Sept courtes histoires (essais ? exercices ? poèmes ?) composent ce livre. Sept variations autour de thèmes qui se répètent : l’imaginaire, la création, le pouvoir d’un dessin, mais aussi l’infirmité, la peur de l’autre, l’égoïsme. Les messages ici envoyés ne sont pas tendres pour l’espèce humaine souvent rongée par la solitude ou le handicap qui la font devenir agressive et mauvaise. L’issue de secours à cette violence sourde serait l’imagination et la création. Le dessin, mais aussi une image tombée d’une plaque de chocolat ou un assemblage de figurines en terre cuite auraient ainsi ce pouvoir de catharsis nécessaire à adoucir une existence difficile.
Au-delà de ces thèmes généraux que l’exégète minutieux se plaira à rassembler, chaque récit peu se lire indépendamment des autres, et c’est toujours une petite pépite qui saute au regard.
« Congo chromo » nous emmène sur les terres du Congo colonisé. Deux émissaires belges que tout oppose font face à la dure loi de la jungle. Une image sortie d’une plaque de chocolat devient le seul refuge de l’un jusqu’à ce que cette vision devienne incongrûment réalité.
« Types de cheveux » est un cours magistral sur les différents modèles capillaires et leur lien avec le caractère d’un individu. La démonstration est évidemment implacable puisqu’elle est accompagnée d’exemples précis ! Dessiné à la façon d’ancienne gravure ou publication scientifique, l’essai s’amuse d’un rien avec finesse mais parvient aussi à déranger en mettant en scène des personnages quelque peu perturbés.

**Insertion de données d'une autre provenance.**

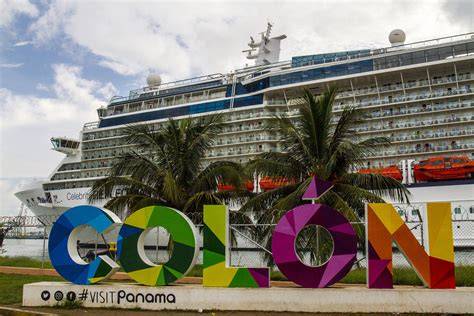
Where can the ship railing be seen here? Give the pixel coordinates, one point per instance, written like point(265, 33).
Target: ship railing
point(91, 125)
point(390, 49)
point(134, 94)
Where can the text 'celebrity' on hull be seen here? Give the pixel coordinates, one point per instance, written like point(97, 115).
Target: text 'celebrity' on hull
point(419, 95)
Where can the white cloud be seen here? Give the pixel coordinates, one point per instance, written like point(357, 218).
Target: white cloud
point(75, 99)
point(22, 43)
point(28, 122)
point(9, 204)
point(11, 65)
point(180, 39)
point(9, 9)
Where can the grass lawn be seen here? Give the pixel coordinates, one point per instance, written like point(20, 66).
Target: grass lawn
point(402, 276)
point(23, 262)
point(11, 287)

« Le Devoir », troisième histoire de ce recueil, est peut-être aussi la plus frappante : un cours de dessin met en opposition deux élèves. Le premier est pragmatique, précis et carré, et boucle son devoir en quelques instants. Le second se perd dans des méandres graphiques et s’enfonce dans son dessin devenu lieu menaçant et dangereux, mais ô combien vivant et dynamique. Métaphore graphique du combat de l’avant-garde contre l’académisme ? Du travail laborieux contre la facilité ? Chacun pourra y voir ce qu’il veut.
« L’Homme qui se laissait pousser la barbe » se déroule en deux temps. On suit le voyage d’un homme à travers la campagne puis sur les voies ferrées, avant de revenir sur les mêmes chemins mais sublimés, enjolivés. Si rien n’est, comme toujours dans cet album, explicitement commenté, on peut se plaire à imaginer que l’homme, avant une mort certaine, fantasme sur ses dernières heures et fait de sa pauvre vie une formidable odyssée. On peut aussi y voir comme un exercice de style à la Queneau, ou deux variations autour d’un même canevas de départ.
On retrouve ce principe de vie « réelle » et rêvée dans deux autres récits : « Le Château » où une grand-mère est le souffre-douleur pour de faux d’un jeune homme à l’imagination débordante. Dans « L’Imaginiste », les deux mondes sont encore mis en parallèle : les dialogues entendus et les scènes vues dans un état semi-comateux étant le point de départ d’une incroyable fantasmagorie où, forcément, la victime a le beau rôle.
« La Grotte » enfin revient sur l’origine de la vie : une vie créée de l’encre noire où tout serait modelable et corrigeable à loisir pour peu que l’artiste aux commandes en ait la compétence.

Tout au long de ses pages, Schrauwen s’amuse à changer de style de dessin, d’une histoire à l’autre certes mais aussi à l’intérieur d’un même récit, d’une planche à l’autre, bousculant ainsi encore un peu plus un lecteur (trop) habitué à une continuité graphique propre et sans bavure. Ainsi, le dessin précis précède une case où le rendu naïf l’emporte. La perspective s’efface soudainement pour laisser place à des vues plates et sans relief. L’ensemble est ainsi mouvant, en perpétuelle transformation, comme le dessin du pauvre élève du « Devoir ». La bande dessinée, lieu artistique où tout est possible, où le changement de vignette peut conduire à une chute vertigineuse, puis encore une autre, vers des ailleurs inédits.

De loin l’un des livres les plus originaux de cette année, et encore une belle découverte de la paire d’éditeurs Actes Sud-L’An 2.